以前のブログで映画”さや侍”の父から娘への手紙を紹介させて頂きました。まだ映画を観ておられない人のために、結末が分かってしまう部分をカットして掲載しました。しかし、すでに着うたとして、ダウンロードできますので、ここに全文を紹介させて頂きます。
映画前半のややばかばかしいお笑いとその展開から、結末はそのままほのぼのとした喜劇映画として終わるものと、私は想像していました。しかし、暖かい感じの伏線があっただけに、逆に衝撃的な終わり方が見ている側を驚かせてしまいます。
父と娘のこと、そして男として侍としてのことの答えが、ぼやっとした”さや侍”の野見さんが見せる最後の演技に集約されます。ど素人から、あれだけの雰囲気を引き出せることができる松本人志監督は優秀な人だと思います。
父から娘へ~さや侍の手紙~全文
『父は死にました。でも心配しないで下さい。父は死にました。でも生きていたときよりも元気です。血を見ました か。うつくしかったですか。みにくかったですか。首はころがりおちましたか。上をむいていましたか。下をむいていましたか。
投げ捨てたふりを していた何かに、少しずつ追い詰められていくような思いの中、あなたは一生懸命父の背中を押してくれました。もう一度その何かに立ち向かわせ ようと一生懸命父の背中を押してくれました。父は侍でしたか。誇りますか。恥じますか。恨みますか。父は侍でしたか。

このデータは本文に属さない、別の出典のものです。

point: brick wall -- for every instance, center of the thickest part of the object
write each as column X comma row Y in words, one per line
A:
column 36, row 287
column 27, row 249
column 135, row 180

父は死にましたでも心配 しないで下さい。父は今母と一緒にいます。あなたにとって幸なのか不幸なのかわかりませんが親と子の絆は永遠です。もしかしたらこうしてはじ めて親と子の絆は、永遠となるのかもしれません。
もし会いたくなったら愛する人と出会い、愛する人を愛してください。めぐりめぐりめぐりめ ぐって、あなたが父の子に生まれたように、めぐりめぐりめぐりめぐって、いつか父があなたの子に生まれるでしょう。めぐりめぐりめぐりめぐっ て、ただそれだけですがそれがすべてです。めぐりめぐりめぐりめぐって、ただそれだけですがそれがすべてです。』
設定に無理なことが多く矛盾もあり、気になる部分もありますが、それを差し引いても、この作品は私たちに大切なものを思い起こさせてくれるすばらしい作品だと思います。